The manager of a grocery store has taken a random sample of 100 customers. The average length of time it took the customers in the sample to check out was 3.1 minutes with a standard deviation of 0.5 minutes. We want to test to determine whether or not the mean waiting time of all customers is significantly more than 3 minutes.

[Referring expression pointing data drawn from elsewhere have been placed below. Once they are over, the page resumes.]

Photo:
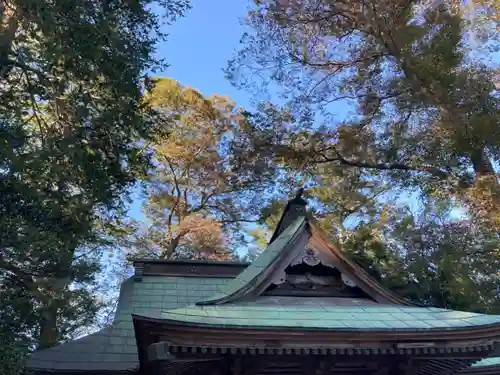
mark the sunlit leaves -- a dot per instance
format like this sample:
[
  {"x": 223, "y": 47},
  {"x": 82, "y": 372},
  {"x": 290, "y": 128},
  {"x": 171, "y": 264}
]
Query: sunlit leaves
[{"x": 203, "y": 189}]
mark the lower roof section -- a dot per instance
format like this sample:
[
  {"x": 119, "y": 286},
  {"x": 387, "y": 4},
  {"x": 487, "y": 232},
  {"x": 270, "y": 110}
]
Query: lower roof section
[
  {"x": 487, "y": 362},
  {"x": 326, "y": 313}
]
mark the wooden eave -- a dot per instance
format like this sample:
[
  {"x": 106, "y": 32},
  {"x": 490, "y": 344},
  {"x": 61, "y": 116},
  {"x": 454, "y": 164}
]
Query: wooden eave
[
  {"x": 482, "y": 370},
  {"x": 364, "y": 280},
  {"x": 219, "y": 336}
]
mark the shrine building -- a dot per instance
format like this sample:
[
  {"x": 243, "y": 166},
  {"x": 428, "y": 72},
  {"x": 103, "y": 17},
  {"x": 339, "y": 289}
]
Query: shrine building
[{"x": 301, "y": 308}]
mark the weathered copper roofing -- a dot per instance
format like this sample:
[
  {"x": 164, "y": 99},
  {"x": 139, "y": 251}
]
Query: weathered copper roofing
[{"x": 161, "y": 287}]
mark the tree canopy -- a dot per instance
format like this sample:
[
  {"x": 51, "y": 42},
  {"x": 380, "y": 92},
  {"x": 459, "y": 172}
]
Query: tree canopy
[
  {"x": 72, "y": 117},
  {"x": 383, "y": 105},
  {"x": 200, "y": 195}
]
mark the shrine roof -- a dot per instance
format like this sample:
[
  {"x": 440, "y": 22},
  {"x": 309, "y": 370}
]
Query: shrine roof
[
  {"x": 156, "y": 286},
  {"x": 325, "y": 313}
]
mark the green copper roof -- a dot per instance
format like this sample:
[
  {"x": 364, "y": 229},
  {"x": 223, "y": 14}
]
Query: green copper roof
[
  {"x": 260, "y": 264},
  {"x": 493, "y": 361},
  {"x": 325, "y": 313}
]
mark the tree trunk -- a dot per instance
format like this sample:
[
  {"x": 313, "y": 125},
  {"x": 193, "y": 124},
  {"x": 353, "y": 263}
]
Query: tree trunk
[
  {"x": 167, "y": 254},
  {"x": 481, "y": 163},
  {"x": 9, "y": 23},
  {"x": 49, "y": 333}
]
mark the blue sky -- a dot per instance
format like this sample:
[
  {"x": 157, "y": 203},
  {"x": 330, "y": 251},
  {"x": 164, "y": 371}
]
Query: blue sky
[{"x": 200, "y": 44}]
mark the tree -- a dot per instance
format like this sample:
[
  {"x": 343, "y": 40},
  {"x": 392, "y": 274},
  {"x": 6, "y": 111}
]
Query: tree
[
  {"x": 427, "y": 112},
  {"x": 72, "y": 117},
  {"x": 199, "y": 196}
]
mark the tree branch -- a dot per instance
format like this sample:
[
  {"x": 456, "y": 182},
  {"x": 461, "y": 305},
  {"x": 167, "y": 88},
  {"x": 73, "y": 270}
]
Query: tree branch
[{"x": 385, "y": 166}]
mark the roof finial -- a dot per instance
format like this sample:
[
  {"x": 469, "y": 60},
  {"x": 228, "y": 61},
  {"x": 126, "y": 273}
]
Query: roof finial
[
  {"x": 298, "y": 194},
  {"x": 299, "y": 199}
]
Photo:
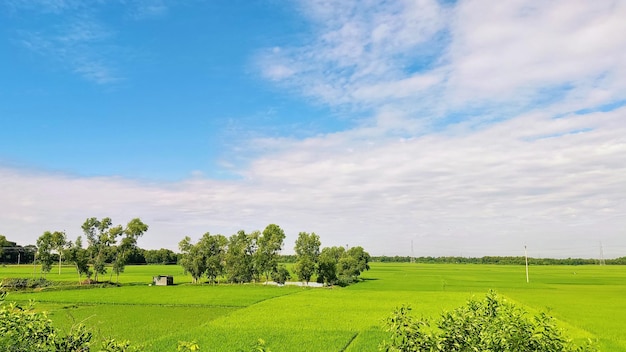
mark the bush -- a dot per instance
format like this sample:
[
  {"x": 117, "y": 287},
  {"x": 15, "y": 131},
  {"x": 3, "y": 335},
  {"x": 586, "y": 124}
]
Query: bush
[
  {"x": 489, "y": 325},
  {"x": 25, "y": 329},
  {"x": 25, "y": 283}
]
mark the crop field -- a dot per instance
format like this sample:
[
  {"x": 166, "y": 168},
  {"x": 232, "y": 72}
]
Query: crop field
[{"x": 588, "y": 301}]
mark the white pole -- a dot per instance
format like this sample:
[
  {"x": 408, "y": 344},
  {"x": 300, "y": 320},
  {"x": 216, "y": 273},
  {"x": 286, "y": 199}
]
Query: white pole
[{"x": 526, "y": 256}]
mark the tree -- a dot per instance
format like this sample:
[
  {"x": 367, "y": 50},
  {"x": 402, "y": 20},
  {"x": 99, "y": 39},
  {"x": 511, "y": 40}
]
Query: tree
[
  {"x": 58, "y": 243},
  {"x": 492, "y": 324},
  {"x": 192, "y": 260},
  {"x": 239, "y": 257},
  {"x": 134, "y": 229},
  {"x": 203, "y": 258},
  {"x": 44, "y": 252},
  {"x": 269, "y": 244},
  {"x": 281, "y": 274},
  {"x": 100, "y": 235},
  {"x": 75, "y": 253},
  {"x": 214, "y": 249},
  {"x": 160, "y": 256},
  {"x": 327, "y": 264},
  {"x": 352, "y": 264},
  {"x": 307, "y": 252}
]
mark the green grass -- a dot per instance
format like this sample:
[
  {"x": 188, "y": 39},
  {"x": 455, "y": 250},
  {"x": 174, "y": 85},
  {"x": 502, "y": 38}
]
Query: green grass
[{"x": 588, "y": 302}]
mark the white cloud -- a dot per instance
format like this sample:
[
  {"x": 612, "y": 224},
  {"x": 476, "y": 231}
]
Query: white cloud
[
  {"x": 473, "y": 150},
  {"x": 500, "y": 51},
  {"x": 488, "y": 192}
]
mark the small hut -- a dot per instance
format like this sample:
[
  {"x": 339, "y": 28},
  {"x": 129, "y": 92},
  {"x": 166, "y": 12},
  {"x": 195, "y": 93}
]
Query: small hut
[{"x": 163, "y": 280}]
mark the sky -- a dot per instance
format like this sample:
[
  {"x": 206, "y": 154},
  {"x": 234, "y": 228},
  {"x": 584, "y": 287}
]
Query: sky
[{"x": 425, "y": 128}]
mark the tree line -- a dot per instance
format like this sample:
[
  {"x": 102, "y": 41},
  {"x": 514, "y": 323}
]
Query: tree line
[
  {"x": 106, "y": 244},
  {"x": 506, "y": 260},
  {"x": 253, "y": 257}
]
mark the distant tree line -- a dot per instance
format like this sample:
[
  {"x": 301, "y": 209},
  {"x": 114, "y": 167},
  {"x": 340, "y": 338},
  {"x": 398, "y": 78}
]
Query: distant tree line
[
  {"x": 510, "y": 260},
  {"x": 253, "y": 257}
]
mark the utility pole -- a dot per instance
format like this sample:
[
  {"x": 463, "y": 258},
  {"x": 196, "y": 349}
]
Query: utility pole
[
  {"x": 602, "y": 261},
  {"x": 526, "y": 256}
]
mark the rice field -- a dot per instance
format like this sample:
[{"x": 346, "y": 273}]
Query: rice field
[{"x": 588, "y": 302}]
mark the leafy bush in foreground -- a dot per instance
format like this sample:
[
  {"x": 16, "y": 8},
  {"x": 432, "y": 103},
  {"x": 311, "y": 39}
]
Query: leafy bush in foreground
[
  {"x": 489, "y": 325},
  {"x": 25, "y": 329}
]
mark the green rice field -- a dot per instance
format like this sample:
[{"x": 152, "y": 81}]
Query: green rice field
[{"x": 588, "y": 301}]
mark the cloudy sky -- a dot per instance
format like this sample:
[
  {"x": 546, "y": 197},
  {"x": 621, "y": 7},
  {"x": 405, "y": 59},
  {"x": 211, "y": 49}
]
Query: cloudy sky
[{"x": 462, "y": 127}]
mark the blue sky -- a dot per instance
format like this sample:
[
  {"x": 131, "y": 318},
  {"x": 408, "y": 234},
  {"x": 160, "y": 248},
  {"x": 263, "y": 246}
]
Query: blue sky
[{"x": 466, "y": 127}]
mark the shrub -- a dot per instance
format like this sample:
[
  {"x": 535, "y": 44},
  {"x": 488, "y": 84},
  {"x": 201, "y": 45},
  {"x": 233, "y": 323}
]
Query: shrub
[
  {"x": 489, "y": 325},
  {"x": 25, "y": 329}
]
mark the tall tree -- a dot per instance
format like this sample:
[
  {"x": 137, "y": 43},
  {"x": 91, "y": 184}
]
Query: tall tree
[
  {"x": 327, "y": 264},
  {"x": 239, "y": 257},
  {"x": 44, "y": 252},
  {"x": 100, "y": 235},
  {"x": 213, "y": 248},
  {"x": 192, "y": 259},
  {"x": 269, "y": 245},
  {"x": 58, "y": 243},
  {"x": 134, "y": 229},
  {"x": 307, "y": 252},
  {"x": 75, "y": 253}
]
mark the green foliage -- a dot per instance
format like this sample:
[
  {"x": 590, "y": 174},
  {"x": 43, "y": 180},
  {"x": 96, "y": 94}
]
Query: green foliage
[
  {"x": 203, "y": 258},
  {"x": 307, "y": 252},
  {"x": 270, "y": 242},
  {"x": 160, "y": 256},
  {"x": 186, "y": 346},
  {"x": 281, "y": 274},
  {"x": 489, "y": 325},
  {"x": 336, "y": 266},
  {"x": 240, "y": 266},
  {"x": 76, "y": 254},
  {"x": 26, "y": 329},
  {"x": 18, "y": 283},
  {"x": 44, "y": 251}
]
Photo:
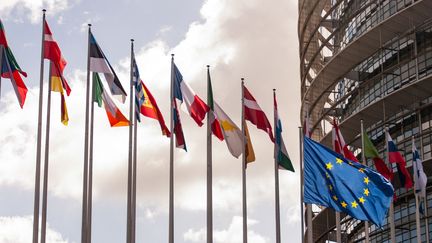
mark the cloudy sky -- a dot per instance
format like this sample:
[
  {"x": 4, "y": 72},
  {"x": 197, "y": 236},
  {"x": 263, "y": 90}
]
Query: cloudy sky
[{"x": 254, "y": 39}]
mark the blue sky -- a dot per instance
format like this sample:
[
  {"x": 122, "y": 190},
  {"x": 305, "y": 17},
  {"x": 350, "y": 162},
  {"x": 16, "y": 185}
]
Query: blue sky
[{"x": 244, "y": 38}]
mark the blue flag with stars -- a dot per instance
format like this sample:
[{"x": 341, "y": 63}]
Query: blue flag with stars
[{"x": 336, "y": 182}]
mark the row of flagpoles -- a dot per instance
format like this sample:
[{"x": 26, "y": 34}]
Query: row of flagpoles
[
  {"x": 141, "y": 102},
  {"x": 368, "y": 151}
]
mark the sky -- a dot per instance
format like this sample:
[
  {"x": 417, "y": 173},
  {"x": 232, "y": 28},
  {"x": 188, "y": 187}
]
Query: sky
[{"x": 254, "y": 39}]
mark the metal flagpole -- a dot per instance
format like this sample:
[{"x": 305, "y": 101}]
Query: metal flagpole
[
  {"x": 391, "y": 211},
  {"x": 85, "y": 172},
  {"x": 276, "y": 170},
  {"x": 425, "y": 201},
  {"x": 129, "y": 187},
  {"x": 416, "y": 196},
  {"x": 244, "y": 168},
  {"x": 301, "y": 183},
  {"x": 45, "y": 174},
  {"x": 134, "y": 164},
  {"x": 39, "y": 141},
  {"x": 364, "y": 162},
  {"x": 171, "y": 172},
  {"x": 90, "y": 167},
  {"x": 209, "y": 164}
]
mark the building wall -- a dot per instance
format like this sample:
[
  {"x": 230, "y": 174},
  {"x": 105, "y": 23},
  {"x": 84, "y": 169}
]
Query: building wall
[{"x": 370, "y": 60}]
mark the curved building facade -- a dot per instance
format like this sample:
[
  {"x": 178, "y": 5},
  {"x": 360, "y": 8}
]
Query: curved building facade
[{"x": 371, "y": 61}]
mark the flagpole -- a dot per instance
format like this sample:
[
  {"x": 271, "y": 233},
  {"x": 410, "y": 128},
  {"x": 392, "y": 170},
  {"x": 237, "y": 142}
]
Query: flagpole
[
  {"x": 301, "y": 183},
  {"x": 90, "y": 169},
  {"x": 134, "y": 166},
  {"x": 425, "y": 201},
  {"x": 209, "y": 166},
  {"x": 364, "y": 162},
  {"x": 418, "y": 226},
  {"x": 244, "y": 169},
  {"x": 85, "y": 172},
  {"x": 171, "y": 172},
  {"x": 129, "y": 190},
  {"x": 276, "y": 171},
  {"x": 1, "y": 64},
  {"x": 45, "y": 174},
  {"x": 39, "y": 141},
  {"x": 391, "y": 211}
]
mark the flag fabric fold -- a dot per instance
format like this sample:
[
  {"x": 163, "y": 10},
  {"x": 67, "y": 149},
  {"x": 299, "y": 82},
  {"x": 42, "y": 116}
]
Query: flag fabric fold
[
  {"x": 254, "y": 113},
  {"x": 395, "y": 157},
  {"x": 10, "y": 68},
  {"x": 420, "y": 178},
  {"x": 52, "y": 52},
  {"x": 371, "y": 152},
  {"x": 232, "y": 134},
  {"x": 178, "y": 130},
  {"x": 115, "y": 117},
  {"x": 339, "y": 145},
  {"x": 249, "y": 151},
  {"x": 280, "y": 153},
  {"x": 183, "y": 92},
  {"x": 336, "y": 182},
  {"x": 100, "y": 64}
]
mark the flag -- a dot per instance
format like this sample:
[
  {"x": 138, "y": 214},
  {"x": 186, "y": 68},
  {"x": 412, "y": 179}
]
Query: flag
[
  {"x": 249, "y": 151},
  {"x": 115, "y": 117},
  {"x": 280, "y": 154},
  {"x": 339, "y": 145},
  {"x": 395, "y": 157},
  {"x": 178, "y": 130},
  {"x": 183, "y": 92},
  {"x": 58, "y": 82},
  {"x": 254, "y": 113},
  {"x": 150, "y": 109},
  {"x": 232, "y": 134},
  {"x": 215, "y": 124},
  {"x": 420, "y": 178},
  {"x": 306, "y": 126},
  {"x": 57, "y": 85},
  {"x": 100, "y": 64},
  {"x": 10, "y": 68},
  {"x": 333, "y": 181},
  {"x": 371, "y": 152}
]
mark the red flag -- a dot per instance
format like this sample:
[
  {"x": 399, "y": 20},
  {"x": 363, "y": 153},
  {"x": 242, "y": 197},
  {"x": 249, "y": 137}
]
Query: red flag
[
  {"x": 339, "y": 145},
  {"x": 150, "y": 109},
  {"x": 254, "y": 113}
]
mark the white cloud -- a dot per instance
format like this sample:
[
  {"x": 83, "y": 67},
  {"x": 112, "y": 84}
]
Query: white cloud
[
  {"x": 31, "y": 9},
  {"x": 232, "y": 234},
  {"x": 20, "y": 230}
]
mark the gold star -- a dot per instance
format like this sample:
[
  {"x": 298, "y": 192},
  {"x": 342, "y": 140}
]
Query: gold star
[
  {"x": 343, "y": 203},
  {"x": 366, "y": 180},
  {"x": 366, "y": 191}
]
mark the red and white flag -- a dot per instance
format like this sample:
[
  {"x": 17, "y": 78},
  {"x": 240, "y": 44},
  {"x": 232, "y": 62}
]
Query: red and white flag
[
  {"x": 183, "y": 92},
  {"x": 255, "y": 114},
  {"x": 339, "y": 145}
]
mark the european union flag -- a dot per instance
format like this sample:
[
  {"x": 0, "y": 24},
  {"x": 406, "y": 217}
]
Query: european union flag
[{"x": 350, "y": 187}]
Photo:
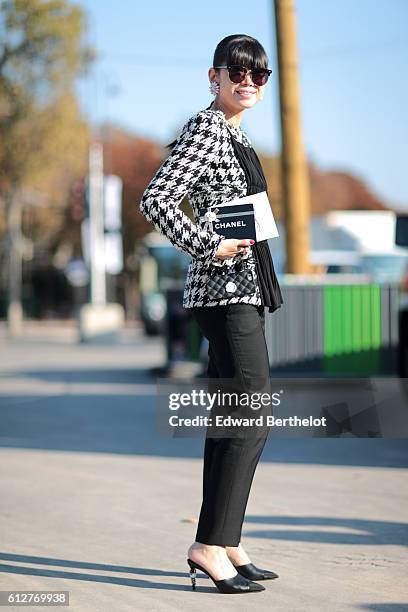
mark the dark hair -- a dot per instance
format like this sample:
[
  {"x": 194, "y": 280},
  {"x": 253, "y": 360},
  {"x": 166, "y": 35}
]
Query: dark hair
[{"x": 237, "y": 49}]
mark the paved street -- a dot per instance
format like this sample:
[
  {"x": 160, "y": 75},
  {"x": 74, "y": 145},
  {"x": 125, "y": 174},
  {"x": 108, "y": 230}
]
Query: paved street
[{"x": 94, "y": 501}]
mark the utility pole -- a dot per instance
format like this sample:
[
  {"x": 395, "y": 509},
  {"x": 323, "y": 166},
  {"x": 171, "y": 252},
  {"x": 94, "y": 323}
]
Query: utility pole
[
  {"x": 295, "y": 181},
  {"x": 96, "y": 225}
]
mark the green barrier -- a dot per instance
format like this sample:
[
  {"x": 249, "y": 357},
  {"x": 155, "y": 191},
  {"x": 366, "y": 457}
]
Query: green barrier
[{"x": 352, "y": 328}]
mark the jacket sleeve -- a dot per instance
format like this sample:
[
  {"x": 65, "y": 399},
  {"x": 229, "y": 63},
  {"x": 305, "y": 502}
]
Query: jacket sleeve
[{"x": 196, "y": 148}]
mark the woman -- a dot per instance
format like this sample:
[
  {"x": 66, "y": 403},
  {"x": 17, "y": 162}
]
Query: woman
[{"x": 213, "y": 162}]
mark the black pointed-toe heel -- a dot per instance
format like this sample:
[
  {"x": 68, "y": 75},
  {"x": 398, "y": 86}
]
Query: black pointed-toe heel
[
  {"x": 236, "y": 584},
  {"x": 250, "y": 571}
]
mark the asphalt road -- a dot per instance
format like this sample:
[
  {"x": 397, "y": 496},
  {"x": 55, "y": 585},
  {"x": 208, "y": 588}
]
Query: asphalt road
[{"x": 96, "y": 502}]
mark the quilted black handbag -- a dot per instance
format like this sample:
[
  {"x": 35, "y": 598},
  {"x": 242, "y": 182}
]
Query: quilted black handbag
[{"x": 230, "y": 281}]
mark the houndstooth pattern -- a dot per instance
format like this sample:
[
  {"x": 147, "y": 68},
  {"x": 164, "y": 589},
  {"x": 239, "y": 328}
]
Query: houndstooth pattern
[{"x": 203, "y": 166}]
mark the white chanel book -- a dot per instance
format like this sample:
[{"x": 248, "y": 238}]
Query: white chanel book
[{"x": 265, "y": 225}]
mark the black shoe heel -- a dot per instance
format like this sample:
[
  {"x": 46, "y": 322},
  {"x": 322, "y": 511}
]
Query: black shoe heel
[
  {"x": 236, "y": 584},
  {"x": 250, "y": 571},
  {"x": 193, "y": 577}
]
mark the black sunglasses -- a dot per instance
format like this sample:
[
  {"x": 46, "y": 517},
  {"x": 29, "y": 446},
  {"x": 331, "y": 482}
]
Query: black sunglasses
[{"x": 237, "y": 74}]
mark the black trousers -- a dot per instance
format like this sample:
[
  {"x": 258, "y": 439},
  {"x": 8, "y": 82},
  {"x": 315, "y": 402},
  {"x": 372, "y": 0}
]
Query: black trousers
[{"x": 238, "y": 352}]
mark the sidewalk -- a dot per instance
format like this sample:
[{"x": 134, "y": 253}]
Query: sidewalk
[{"x": 95, "y": 502}]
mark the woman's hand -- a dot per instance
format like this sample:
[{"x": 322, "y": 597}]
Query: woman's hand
[{"x": 233, "y": 246}]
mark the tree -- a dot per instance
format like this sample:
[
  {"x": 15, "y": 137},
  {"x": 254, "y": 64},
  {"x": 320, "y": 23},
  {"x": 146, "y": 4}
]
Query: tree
[{"x": 41, "y": 130}]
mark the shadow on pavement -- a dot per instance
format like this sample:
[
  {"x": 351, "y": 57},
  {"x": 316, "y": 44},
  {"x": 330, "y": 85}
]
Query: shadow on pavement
[{"x": 123, "y": 421}]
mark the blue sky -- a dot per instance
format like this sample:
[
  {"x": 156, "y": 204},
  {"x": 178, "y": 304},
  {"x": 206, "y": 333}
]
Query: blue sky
[{"x": 154, "y": 56}]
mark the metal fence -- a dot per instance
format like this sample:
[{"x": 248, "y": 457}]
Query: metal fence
[{"x": 340, "y": 327}]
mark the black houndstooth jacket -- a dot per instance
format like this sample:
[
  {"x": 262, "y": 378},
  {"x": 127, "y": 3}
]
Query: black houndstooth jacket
[{"x": 203, "y": 165}]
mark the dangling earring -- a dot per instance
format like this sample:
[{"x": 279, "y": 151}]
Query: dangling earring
[{"x": 214, "y": 88}]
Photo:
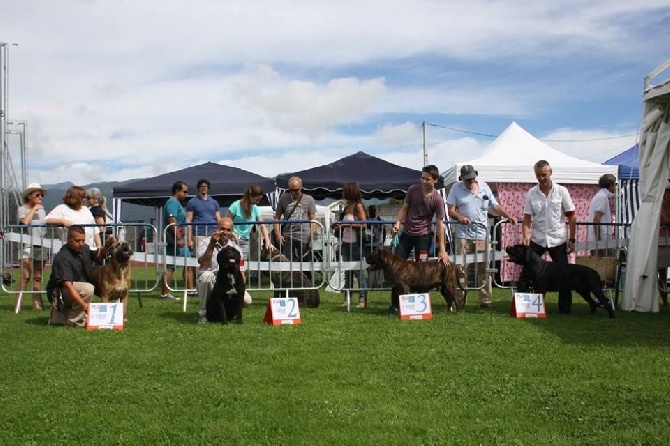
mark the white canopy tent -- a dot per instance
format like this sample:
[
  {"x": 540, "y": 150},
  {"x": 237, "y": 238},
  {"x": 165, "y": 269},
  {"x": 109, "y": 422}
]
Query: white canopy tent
[
  {"x": 510, "y": 159},
  {"x": 640, "y": 292}
]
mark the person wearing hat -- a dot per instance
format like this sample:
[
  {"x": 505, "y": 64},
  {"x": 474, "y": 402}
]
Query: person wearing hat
[
  {"x": 469, "y": 202},
  {"x": 34, "y": 254},
  {"x": 547, "y": 207}
]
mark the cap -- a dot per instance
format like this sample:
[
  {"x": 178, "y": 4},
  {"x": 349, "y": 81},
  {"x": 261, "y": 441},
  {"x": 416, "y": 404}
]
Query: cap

Refer to Exhibit 9-4. At 95% confidence, it can be concluded that the mean of the population is

Select one:

a.

significantly greater than 3

b.

not significantly greater than 3

c.

significantly less than 3

d.

significantly greater then 3.18

Step-by-step explanation:

We would set up the hypothesis test. This is a test of a single population mean since we are dealing with mean

For the null hypothesis,

H0: µ = 3

For the alternative hypothesis,

H1: µ > 3

This is a right tailed test.

Since the population standard deviation is not given, the distribution is a student's t.

Since n = 100

Degrees of freedom, df = n - 1 = 100 - 1 = 99

t = (x - µ) / (s/√n)

Where

x = sample mean = 3.1

µ = population mean = 3

s = samples standard deviation = 0.5

n = number of samples = 100

t = (3.1 - 3) / (0.5/√100) = 2

We would determine the p value using the t test calculator. It becomes

p = 0.024

Alpha = 1 - confidence level = 1 - 0.95 = 0.05

Since alpha, 0.05 > than the p value, 0.024, then we would reject the null hypothesis. Therefore, at 95% confidence level, it can be concluded that the mean of the population is significantly greater than 3.